A key to that nimbleness will be a robust communications network. And while, at the time we published our white paper, 5G was still fairly conceptual, today the next generation of wireless communications is in testing and pilots by carriers worldwide. Utilities should not overlook the possibilities that a 5G network will open as they consider long-term networking plans.
A three-pronged network of networks
The 3rd Generation Partnership Project (3GPP) standards body will finalize the specifics of 5G networks in 2018, but already a great deal is known about the technology. 5G networks will offer three types of networking capabilities: enhanced mobile broadband (eMBB), massive machine-type communications (mMTC) and ultra-reliable low latency communications (uRLLC).
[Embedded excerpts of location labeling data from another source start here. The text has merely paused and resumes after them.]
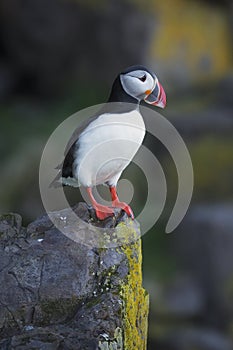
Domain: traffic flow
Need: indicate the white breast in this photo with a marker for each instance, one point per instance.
(107, 146)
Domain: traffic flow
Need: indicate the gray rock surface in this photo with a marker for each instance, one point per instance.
(56, 293)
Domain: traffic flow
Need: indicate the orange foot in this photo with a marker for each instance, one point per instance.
(103, 212)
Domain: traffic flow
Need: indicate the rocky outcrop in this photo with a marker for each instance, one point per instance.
(59, 294)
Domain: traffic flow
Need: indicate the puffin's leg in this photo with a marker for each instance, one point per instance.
(102, 211)
(117, 204)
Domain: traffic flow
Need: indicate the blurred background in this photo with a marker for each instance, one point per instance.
(59, 56)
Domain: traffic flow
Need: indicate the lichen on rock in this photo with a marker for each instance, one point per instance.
(57, 293)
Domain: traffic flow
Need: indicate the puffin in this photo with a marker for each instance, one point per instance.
(104, 145)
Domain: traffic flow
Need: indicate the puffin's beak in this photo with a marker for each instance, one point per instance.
(157, 97)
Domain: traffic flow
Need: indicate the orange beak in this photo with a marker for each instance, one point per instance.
(157, 97)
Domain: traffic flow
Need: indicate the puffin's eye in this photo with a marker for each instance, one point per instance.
(143, 78)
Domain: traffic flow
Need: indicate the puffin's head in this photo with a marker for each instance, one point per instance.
(141, 84)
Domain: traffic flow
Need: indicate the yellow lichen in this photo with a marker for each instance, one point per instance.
(135, 298)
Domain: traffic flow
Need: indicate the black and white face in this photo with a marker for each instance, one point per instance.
(141, 84)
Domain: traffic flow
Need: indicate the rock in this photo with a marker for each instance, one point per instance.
(59, 294)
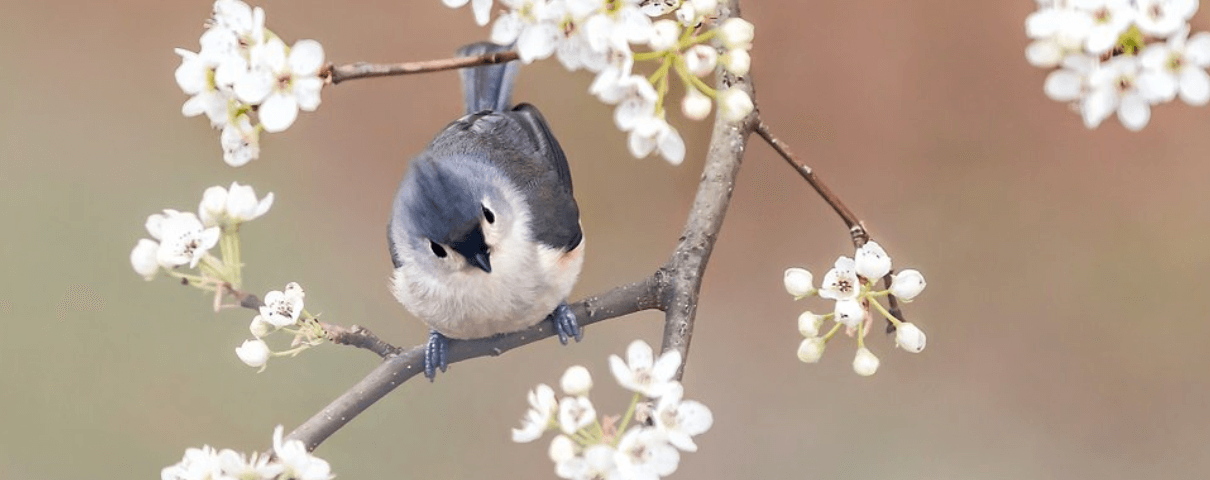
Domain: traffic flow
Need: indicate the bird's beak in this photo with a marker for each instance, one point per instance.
(480, 260)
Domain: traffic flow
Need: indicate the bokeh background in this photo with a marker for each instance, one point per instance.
(1064, 311)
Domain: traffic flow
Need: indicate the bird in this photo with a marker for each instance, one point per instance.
(484, 232)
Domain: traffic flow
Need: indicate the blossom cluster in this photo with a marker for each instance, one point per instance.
(598, 35)
(1119, 56)
(282, 311)
(851, 284)
(589, 446)
(243, 71)
(180, 238)
(291, 461)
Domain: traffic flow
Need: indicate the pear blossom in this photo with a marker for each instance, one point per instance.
(143, 259)
(645, 454)
(283, 308)
(812, 350)
(681, 420)
(865, 363)
(644, 375)
(871, 261)
(183, 238)
(231, 206)
(253, 353)
(542, 406)
(841, 282)
(810, 324)
(575, 412)
(297, 462)
(910, 337)
(1179, 67)
(576, 381)
(906, 284)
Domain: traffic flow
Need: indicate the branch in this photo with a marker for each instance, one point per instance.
(856, 227)
(335, 75)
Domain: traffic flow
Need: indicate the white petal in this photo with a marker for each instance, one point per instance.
(277, 113)
(306, 57)
(1194, 86)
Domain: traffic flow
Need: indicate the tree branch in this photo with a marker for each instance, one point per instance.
(335, 75)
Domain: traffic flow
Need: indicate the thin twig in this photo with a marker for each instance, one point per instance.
(334, 75)
(856, 227)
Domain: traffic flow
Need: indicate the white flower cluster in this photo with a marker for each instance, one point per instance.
(598, 35)
(185, 238)
(291, 461)
(1119, 56)
(282, 311)
(592, 447)
(851, 284)
(243, 70)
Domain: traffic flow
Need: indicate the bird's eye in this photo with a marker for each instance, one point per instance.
(437, 249)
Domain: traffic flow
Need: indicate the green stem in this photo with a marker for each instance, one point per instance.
(626, 417)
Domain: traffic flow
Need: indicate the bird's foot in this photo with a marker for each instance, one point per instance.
(436, 354)
(565, 323)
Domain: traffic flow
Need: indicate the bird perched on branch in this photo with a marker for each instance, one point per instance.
(484, 232)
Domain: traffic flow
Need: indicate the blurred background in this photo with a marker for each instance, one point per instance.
(1062, 342)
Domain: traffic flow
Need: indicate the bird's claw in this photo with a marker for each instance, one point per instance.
(436, 354)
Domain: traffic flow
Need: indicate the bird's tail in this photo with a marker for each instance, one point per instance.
(488, 87)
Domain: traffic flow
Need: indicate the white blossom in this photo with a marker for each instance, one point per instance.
(298, 462)
(735, 104)
(910, 337)
(811, 350)
(575, 412)
(240, 142)
(681, 420)
(231, 206)
(841, 282)
(871, 261)
(810, 324)
(537, 417)
(641, 372)
(283, 308)
(576, 381)
(1179, 67)
(865, 363)
(143, 259)
(906, 284)
(850, 312)
(253, 353)
(645, 454)
(737, 33)
(183, 238)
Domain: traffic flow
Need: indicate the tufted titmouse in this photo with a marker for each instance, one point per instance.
(484, 232)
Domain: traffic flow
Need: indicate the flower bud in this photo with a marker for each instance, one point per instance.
(910, 337)
(253, 353)
(737, 33)
(865, 363)
(810, 324)
(812, 350)
(696, 105)
(873, 261)
(850, 312)
(576, 381)
(799, 282)
(906, 284)
(735, 104)
(663, 35)
(701, 59)
(737, 61)
(259, 328)
(143, 259)
(562, 449)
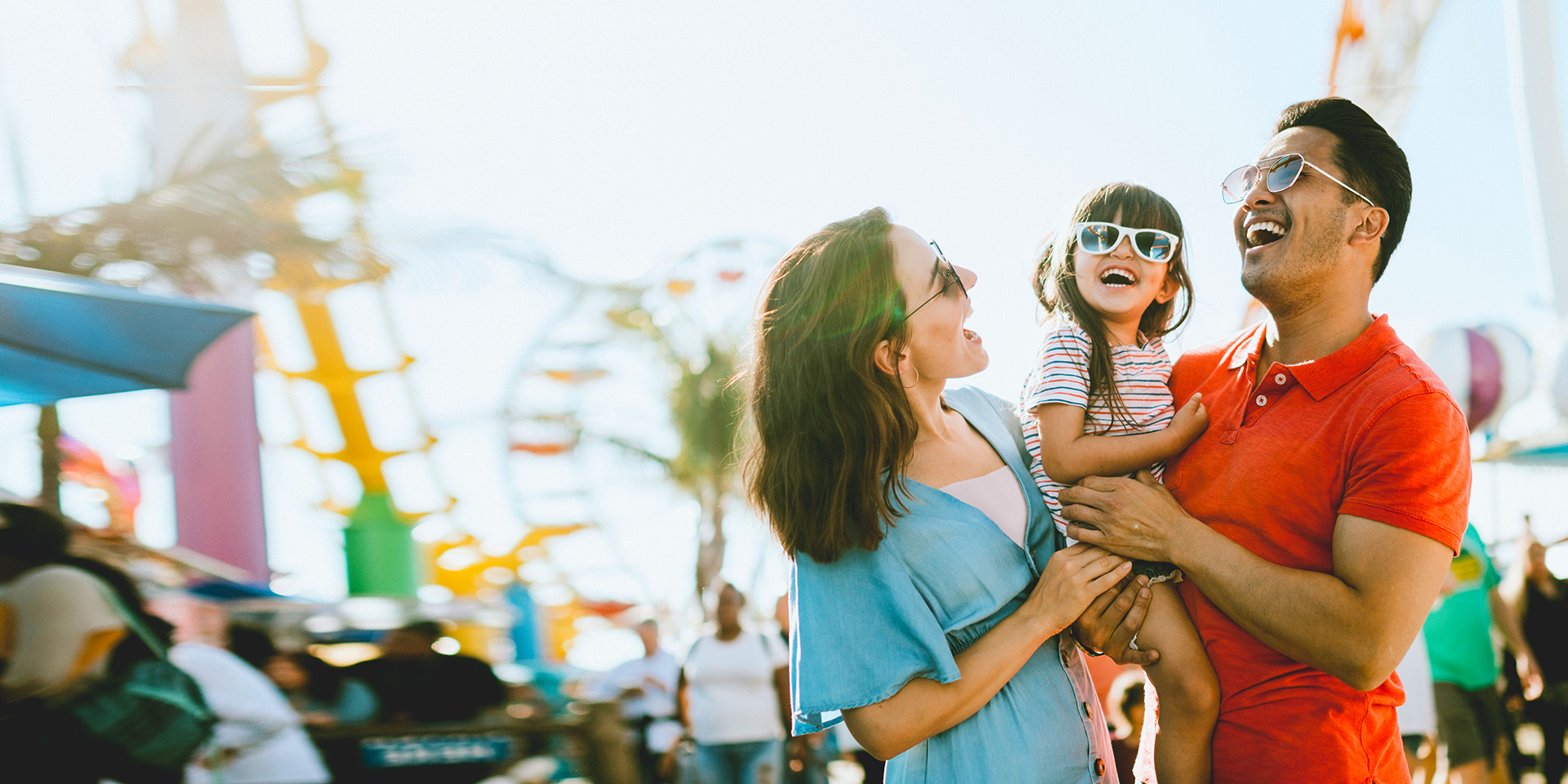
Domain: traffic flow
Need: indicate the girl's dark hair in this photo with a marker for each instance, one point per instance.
(39, 538)
(1058, 294)
(323, 683)
(833, 433)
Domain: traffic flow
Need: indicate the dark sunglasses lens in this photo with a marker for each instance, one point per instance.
(1285, 172)
(1099, 237)
(1237, 184)
(1155, 247)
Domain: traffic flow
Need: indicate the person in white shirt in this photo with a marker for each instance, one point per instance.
(259, 739)
(647, 690)
(60, 630)
(736, 697)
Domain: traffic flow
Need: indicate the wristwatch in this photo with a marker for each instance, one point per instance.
(1087, 649)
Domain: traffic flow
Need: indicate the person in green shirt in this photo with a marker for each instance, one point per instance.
(1465, 662)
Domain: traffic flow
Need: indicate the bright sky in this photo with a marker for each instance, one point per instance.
(617, 137)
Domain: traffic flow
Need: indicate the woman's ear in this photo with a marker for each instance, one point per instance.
(884, 358)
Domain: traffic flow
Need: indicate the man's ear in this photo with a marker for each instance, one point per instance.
(1371, 229)
(1169, 289)
(884, 358)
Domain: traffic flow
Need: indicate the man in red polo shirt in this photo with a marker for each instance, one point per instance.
(1316, 518)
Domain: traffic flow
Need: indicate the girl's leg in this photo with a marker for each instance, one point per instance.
(1189, 693)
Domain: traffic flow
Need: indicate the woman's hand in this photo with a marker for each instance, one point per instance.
(1071, 579)
(1112, 621)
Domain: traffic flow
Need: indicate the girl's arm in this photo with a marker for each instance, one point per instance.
(1068, 453)
(924, 707)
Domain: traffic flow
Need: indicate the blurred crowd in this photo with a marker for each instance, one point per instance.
(1487, 686)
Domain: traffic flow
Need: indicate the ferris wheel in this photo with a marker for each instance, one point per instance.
(617, 414)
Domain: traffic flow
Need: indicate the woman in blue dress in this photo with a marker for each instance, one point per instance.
(930, 590)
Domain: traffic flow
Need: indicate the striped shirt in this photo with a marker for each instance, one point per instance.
(1062, 376)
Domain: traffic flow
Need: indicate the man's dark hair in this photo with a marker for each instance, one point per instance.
(1370, 158)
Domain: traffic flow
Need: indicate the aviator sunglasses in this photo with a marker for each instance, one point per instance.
(949, 279)
(1278, 175)
(1099, 237)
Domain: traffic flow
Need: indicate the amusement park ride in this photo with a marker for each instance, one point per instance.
(1489, 368)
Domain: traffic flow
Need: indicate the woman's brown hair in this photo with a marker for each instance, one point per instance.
(1060, 296)
(831, 431)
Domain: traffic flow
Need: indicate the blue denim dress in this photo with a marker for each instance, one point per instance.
(944, 574)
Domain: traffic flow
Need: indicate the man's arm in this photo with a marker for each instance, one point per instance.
(1355, 623)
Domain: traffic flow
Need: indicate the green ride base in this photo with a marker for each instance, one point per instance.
(380, 550)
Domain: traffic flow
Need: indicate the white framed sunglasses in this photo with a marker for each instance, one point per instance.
(1152, 245)
(1278, 175)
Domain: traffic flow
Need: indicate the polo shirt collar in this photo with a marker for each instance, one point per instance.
(1324, 375)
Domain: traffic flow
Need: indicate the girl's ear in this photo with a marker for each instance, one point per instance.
(884, 358)
(1169, 289)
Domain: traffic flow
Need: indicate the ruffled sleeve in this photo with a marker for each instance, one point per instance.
(862, 632)
(1060, 372)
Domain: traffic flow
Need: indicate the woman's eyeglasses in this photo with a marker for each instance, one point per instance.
(1278, 175)
(949, 279)
(1153, 245)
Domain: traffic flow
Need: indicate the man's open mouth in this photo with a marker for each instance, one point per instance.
(1264, 233)
(1118, 278)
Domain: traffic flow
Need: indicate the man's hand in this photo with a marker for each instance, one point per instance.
(1114, 620)
(1133, 518)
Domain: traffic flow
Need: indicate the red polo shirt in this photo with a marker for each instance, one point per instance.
(1370, 431)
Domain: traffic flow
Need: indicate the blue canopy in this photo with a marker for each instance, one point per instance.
(65, 336)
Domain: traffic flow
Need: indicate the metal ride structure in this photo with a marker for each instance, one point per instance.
(626, 391)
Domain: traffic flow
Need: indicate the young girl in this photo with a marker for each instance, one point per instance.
(1099, 407)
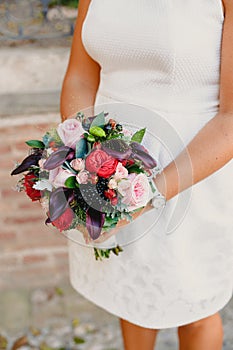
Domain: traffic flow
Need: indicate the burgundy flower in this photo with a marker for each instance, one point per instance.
(65, 220)
(29, 181)
(110, 193)
(95, 159)
(108, 168)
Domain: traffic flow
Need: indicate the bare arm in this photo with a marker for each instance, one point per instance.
(212, 147)
(82, 76)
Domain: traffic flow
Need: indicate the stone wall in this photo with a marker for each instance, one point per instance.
(31, 252)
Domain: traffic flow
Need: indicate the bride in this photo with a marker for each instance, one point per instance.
(174, 57)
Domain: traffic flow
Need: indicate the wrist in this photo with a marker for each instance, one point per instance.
(158, 199)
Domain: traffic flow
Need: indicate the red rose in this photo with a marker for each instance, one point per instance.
(114, 201)
(108, 168)
(29, 181)
(127, 162)
(95, 159)
(64, 221)
(110, 193)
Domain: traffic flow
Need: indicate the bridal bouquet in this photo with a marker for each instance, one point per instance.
(89, 172)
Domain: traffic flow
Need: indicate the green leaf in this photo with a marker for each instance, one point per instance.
(78, 340)
(97, 131)
(35, 144)
(99, 120)
(138, 135)
(81, 148)
(71, 182)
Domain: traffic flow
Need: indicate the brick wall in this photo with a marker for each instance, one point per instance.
(30, 252)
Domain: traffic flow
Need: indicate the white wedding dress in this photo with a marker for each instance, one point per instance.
(163, 55)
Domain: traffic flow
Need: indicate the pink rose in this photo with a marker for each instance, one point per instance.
(135, 191)
(112, 184)
(82, 177)
(58, 177)
(70, 132)
(121, 172)
(140, 191)
(78, 164)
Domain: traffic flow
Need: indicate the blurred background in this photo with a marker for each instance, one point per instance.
(38, 307)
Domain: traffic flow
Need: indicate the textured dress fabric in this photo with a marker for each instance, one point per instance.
(163, 55)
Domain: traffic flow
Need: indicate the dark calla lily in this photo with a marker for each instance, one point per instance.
(58, 157)
(32, 159)
(94, 222)
(140, 153)
(86, 122)
(117, 148)
(59, 201)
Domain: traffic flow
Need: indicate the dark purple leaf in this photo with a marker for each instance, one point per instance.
(58, 157)
(117, 148)
(32, 159)
(59, 201)
(94, 222)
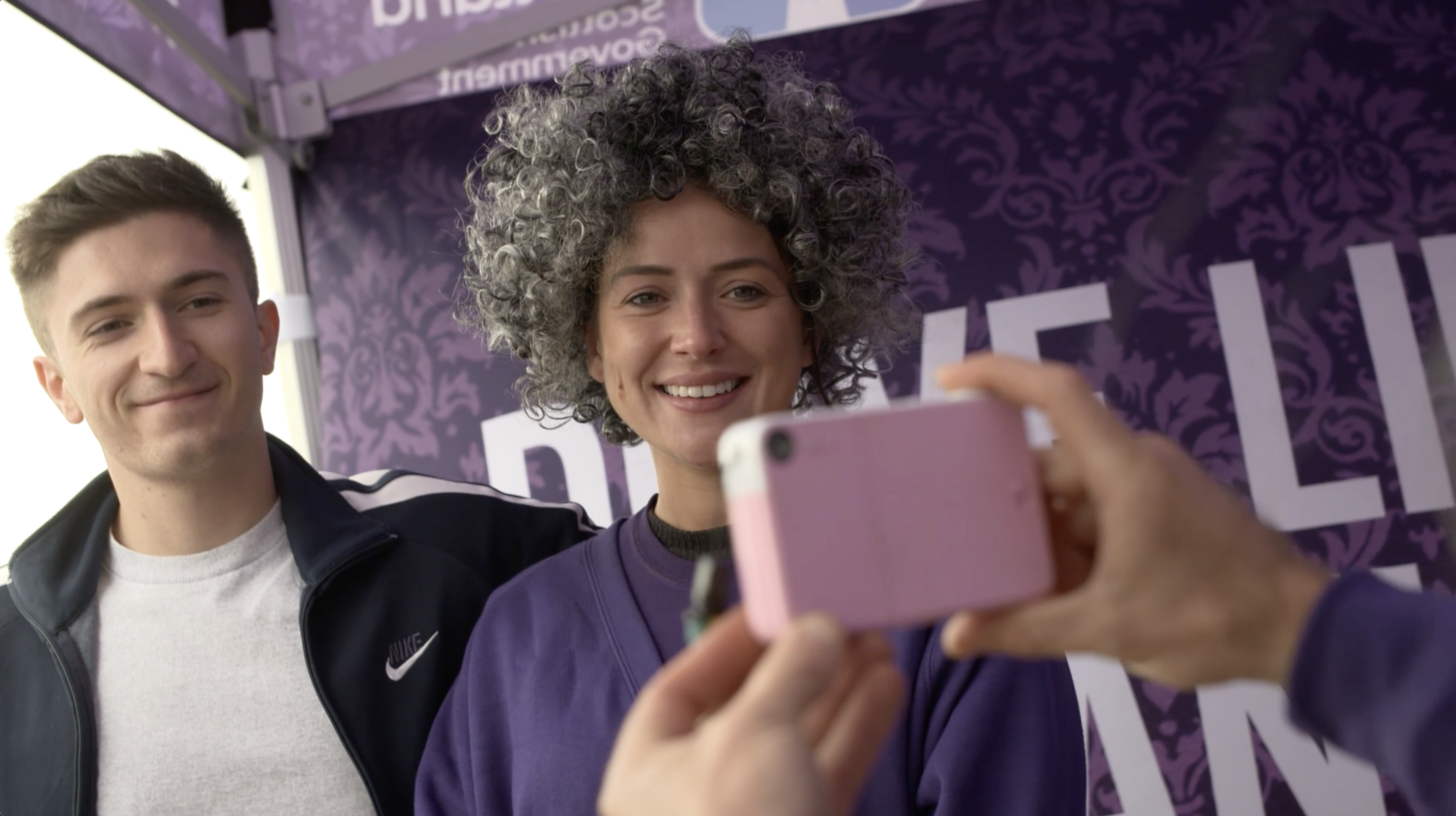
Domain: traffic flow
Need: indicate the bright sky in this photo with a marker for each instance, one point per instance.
(60, 110)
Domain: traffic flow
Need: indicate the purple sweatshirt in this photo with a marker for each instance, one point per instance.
(1377, 675)
(561, 652)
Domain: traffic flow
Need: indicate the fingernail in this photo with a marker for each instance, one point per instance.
(822, 628)
(951, 637)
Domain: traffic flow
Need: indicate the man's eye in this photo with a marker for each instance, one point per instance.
(107, 328)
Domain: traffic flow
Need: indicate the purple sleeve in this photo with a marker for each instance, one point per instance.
(1377, 675)
(445, 783)
(983, 736)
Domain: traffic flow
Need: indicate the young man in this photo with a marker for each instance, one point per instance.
(212, 626)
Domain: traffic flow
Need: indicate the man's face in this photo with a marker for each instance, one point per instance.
(158, 346)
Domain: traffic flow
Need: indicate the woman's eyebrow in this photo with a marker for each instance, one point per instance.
(637, 270)
(744, 263)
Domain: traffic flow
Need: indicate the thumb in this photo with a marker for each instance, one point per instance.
(796, 671)
(1040, 628)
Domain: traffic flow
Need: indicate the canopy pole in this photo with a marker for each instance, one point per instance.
(270, 178)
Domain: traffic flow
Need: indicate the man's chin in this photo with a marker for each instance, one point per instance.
(184, 454)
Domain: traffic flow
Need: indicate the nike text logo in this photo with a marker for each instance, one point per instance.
(395, 672)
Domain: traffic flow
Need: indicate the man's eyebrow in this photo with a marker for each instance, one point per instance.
(178, 283)
(724, 267)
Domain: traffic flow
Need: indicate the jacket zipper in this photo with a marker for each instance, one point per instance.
(76, 709)
(314, 677)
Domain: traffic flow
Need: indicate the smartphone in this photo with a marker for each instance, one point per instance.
(884, 518)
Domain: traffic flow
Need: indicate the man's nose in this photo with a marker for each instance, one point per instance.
(168, 352)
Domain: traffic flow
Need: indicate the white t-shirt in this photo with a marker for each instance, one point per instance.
(203, 697)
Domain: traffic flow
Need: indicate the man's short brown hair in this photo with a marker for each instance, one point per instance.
(104, 193)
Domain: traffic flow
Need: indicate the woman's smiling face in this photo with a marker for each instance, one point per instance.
(695, 327)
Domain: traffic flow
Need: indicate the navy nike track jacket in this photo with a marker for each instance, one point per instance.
(382, 559)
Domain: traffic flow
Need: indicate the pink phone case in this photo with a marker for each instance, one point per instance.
(884, 518)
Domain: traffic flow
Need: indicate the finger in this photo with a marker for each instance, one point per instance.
(695, 683)
(1059, 474)
(858, 732)
(860, 652)
(796, 671)
(1042, 628)
(1079, 420)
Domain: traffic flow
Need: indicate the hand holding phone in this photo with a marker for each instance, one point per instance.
(884, 518)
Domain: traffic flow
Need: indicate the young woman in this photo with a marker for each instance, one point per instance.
(691, 241)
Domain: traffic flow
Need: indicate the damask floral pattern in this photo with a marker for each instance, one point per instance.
(1050, 143)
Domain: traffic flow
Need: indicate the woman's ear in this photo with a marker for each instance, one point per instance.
(589, 334)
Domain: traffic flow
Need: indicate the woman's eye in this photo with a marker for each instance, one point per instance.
(746, 292)
(644, 299)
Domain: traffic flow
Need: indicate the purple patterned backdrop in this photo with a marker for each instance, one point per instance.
(1053, 145)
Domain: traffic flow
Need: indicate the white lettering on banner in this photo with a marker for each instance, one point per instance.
(1015, 323)
(399, 16)
(546, 65)
(804, 15)
(386, 18)
(641, 474)
(1263, 426)
(1104, 688)
(1420, 461)
(1328, 783)
(943, 340)
(1440, 267)
(507, 439)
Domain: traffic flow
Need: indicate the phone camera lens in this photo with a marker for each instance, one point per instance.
(781, 446)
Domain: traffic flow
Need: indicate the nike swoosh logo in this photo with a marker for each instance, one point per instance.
(395, 672)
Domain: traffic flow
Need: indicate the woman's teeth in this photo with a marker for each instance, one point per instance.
(701, 391)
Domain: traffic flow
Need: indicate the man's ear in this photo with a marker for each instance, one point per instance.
(595, 368)
(54, 385)
(269, 334)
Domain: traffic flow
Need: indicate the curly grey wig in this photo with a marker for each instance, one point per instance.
(558, 184)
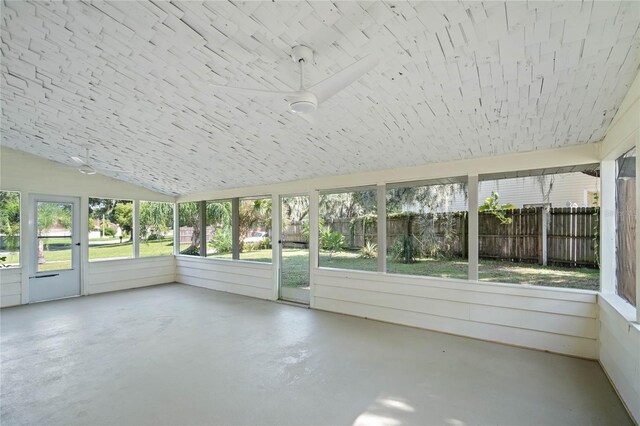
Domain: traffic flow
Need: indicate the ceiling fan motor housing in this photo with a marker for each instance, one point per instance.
(304, 103)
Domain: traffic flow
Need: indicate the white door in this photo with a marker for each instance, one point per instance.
(294, 248)
(55, 256)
EMBB will provide significant improvements over existing 4G mobile networks. It promises up to 10 Gbps maximum throughput (actual user experience will be lower), latency of less than 5 ms, and support for up to 100 times more end users. Large venues such as stadiums and airports may be early beneficiaries of eMBB services. Cell sites with very small form factors — the size of a tablet or softball — will be deployed in a very dense configuration for eMBB. For example, in a stadium, a tablet-shaped small cell could be located under seats as frequently as every 10 feet.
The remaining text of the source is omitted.